The reorientation of the Golgi apparatus and the microtubule-organizing center in the cytotoxic effector cell is a prerequisite in the lysis of bound target cells.

This investigation is concerned with the detailed mechanisms of cytotoxicity, and in particular, with early cell surface and intracellular events that occur upon the binding of a cytotoxic effector cell to its susceptible target.
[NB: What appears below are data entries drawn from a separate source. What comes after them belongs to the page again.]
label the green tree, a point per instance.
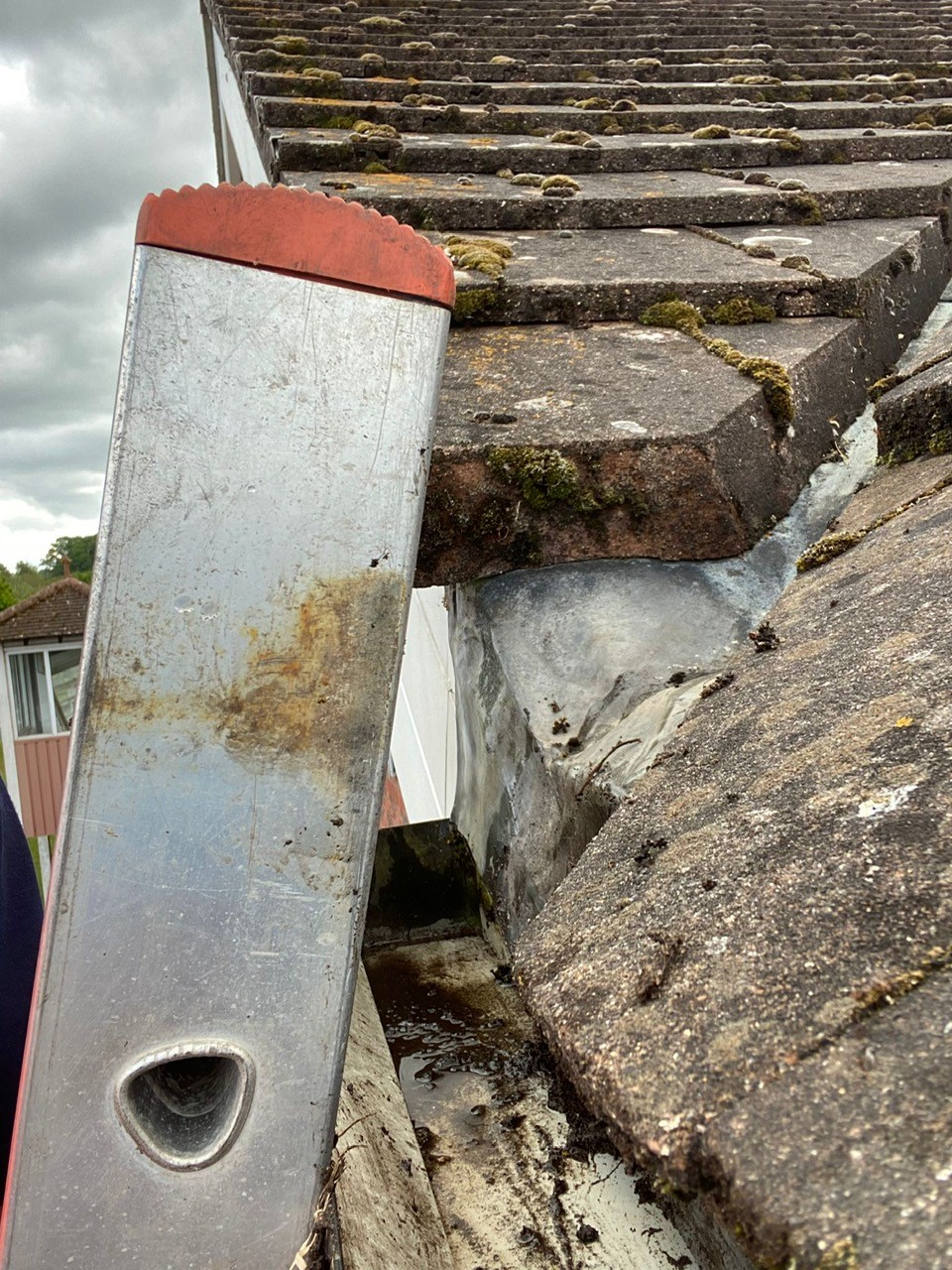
(7, 592)
(80, 552)
(26, 579)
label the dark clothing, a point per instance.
(21, 919)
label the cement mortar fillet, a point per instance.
(779, 878)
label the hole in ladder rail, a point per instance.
(185, 1106)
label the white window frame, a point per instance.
(46, 649)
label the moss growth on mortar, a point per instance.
(673, 316)
(327, 81)
(887, 992)
(841, 1255)
(740, 312)
(486, 255)
(291, 45)
(543, 477)
(774, 379)
(475, 303)
(546, 480)
(826, 549)
(807, 208)
(789, 140)
(367, 131)
(560, 185)
(712, 132)
(565, 137)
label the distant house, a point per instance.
(41, 639)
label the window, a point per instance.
(44, 690)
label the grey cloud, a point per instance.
(119, 107)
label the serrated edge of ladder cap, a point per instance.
(298, 231)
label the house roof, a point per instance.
(59, 611)
(619, 154)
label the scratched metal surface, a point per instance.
(259, 534)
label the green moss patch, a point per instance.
(486, 255)
(712, 132)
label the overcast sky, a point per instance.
(100, 103)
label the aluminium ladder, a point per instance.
(263, 504)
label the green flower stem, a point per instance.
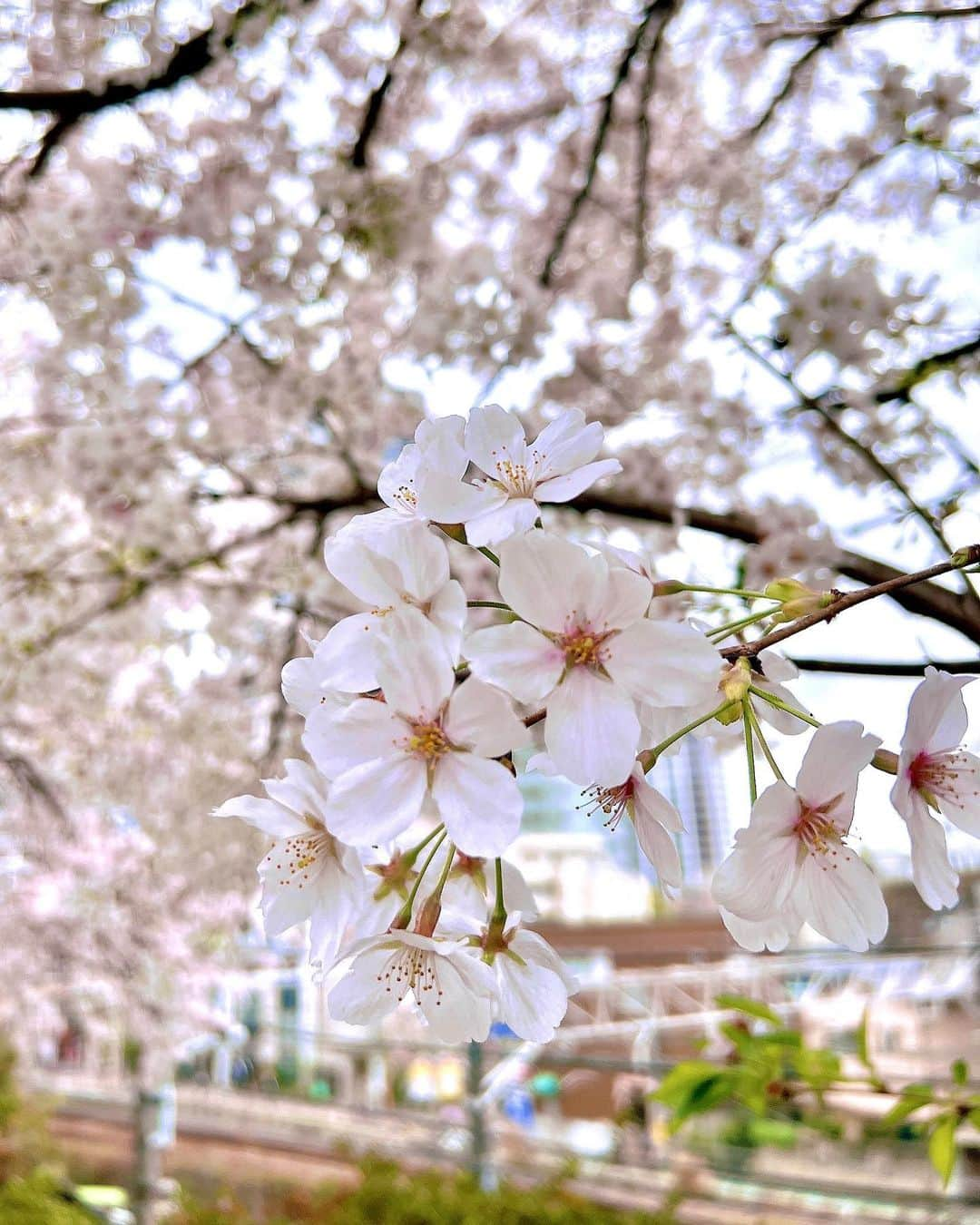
(766, 750)
(648, 759)
(781, 706)
(500, 914)
(405, 914)
(750, 751)
(723, 631)
(725, 591)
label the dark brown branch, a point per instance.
(602, 132)
(70, 107)
(377, 102)
(850, 599)
(877, 668)
(837, 24)
(821, 39)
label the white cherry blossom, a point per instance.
(533, 983)
(556, 467)
(426, 741)
(791, 860)
(308, 874)
(403, 565)
(436, 455)
(935, 773)
(584, 647)
(451, 986)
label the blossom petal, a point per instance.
(592, 730)
(266, 815)
(482, 718)
(931, 871)
(346, 657)
(377, 800)
(365, 730)
(664, 663)
(516, 658)
(495, 438)
(479, 802)
(757, 878)
(533, 998)
(546, 580)
(937, 714)
(413, 665)
(843, 902)
(659, 848)
(833, 760)
(564, 489)
(755, 935)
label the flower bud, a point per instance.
(797, 598)
(734, 683)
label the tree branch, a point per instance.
(377, 102)
(846, 601)
(878, 668)
(70, 107)
(602, 132)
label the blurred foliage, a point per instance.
(389, 1196)
(39, 1198)
(777, 1085)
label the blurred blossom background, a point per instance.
(245, 248)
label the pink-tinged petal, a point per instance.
(533, 998)
(456, 501)
(664, 663)
(272, 818)
(959, 800)
(447, 612)
(516, 658)
(757, 878)
(482, 718)
(564, 489)
(364, 731)
(495, 438)
(773, 934)
(937, 714)
(346, 657)
(466, 1010)
(774, 815)
(377, 800)
(566, 443)
(842, 899)
(549, 581)
(622, 599)
(479, 802)
(413, 665)
(833, 760)
(514, 517)
(931, 871)
(659, 848)
(359, 998)
(651, 805)
(591, 730)
(535, 948)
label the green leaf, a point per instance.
(942, 1147)
(913, 1098)
(752, 1007)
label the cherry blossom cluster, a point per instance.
(419, 717)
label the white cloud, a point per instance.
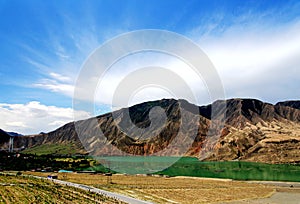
(259, 61)
(34, 117)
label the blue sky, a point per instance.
(254, 46)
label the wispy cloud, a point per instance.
(256, 56)
(33, 117)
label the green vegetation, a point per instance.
(23, 162)
(19, 189)
(56, 149)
In earlier studies, we have shown by immunofluorescence microscopy that when cloned natural killer (NK) and cytolytic T lymphocyte (CTL) cells bind to susceptible target cells, a rapid and coordinate reorientation of the perinuclear Golgi apparatus and the microtubule-organizing center (MTOC) occurs inside the effector cell so that the two organelles face the bound target. It was proposed that the purpose served by this reorientation is to direct Golgi-derived secretory vesicles, containing one or more cytotoxic components, to the area of target cell binding. In order to establish more firmly that this reorientation of the two organelles is an essential early event in cytotoxicity, we have performed three different types of experiments. 1) Upon binding cloned effector cells to susceptible targets in the presence of Mg+2 but absence of Ca+2, conditions in which no killing occurs, we found that no reorientation of the MTOC in the effector cell is induced; however, the addition of CA+2 to these cell couples results in a rapid MTOC reorientation. 2) With a lysis-defective subclone derived from a cytolytic NK clone, binding to target cells did not induce an MTOC reorientation in the defective killer cell. 3) In multitarget conjugates formed with single CTL, the MTOC in the CTL was oriented to face that one target cell which was in the process of lysis at the time. These results, together with our earlier findings, strongly indicate that a Golgi/MTOC reorientation inside the target-bound effector cell is a pre-requisite for the effective lysis of the target. They also reveal the existence, previously unrecognized, of a specific signaling mechanism from the viable target cell to the effector cell, which must be involved in the triggering of this Golgi/MTOC reorientation. These conclusions are consistent with the proposal that a polar cytotoxic secretory mechanism is responsible for target cell lysis.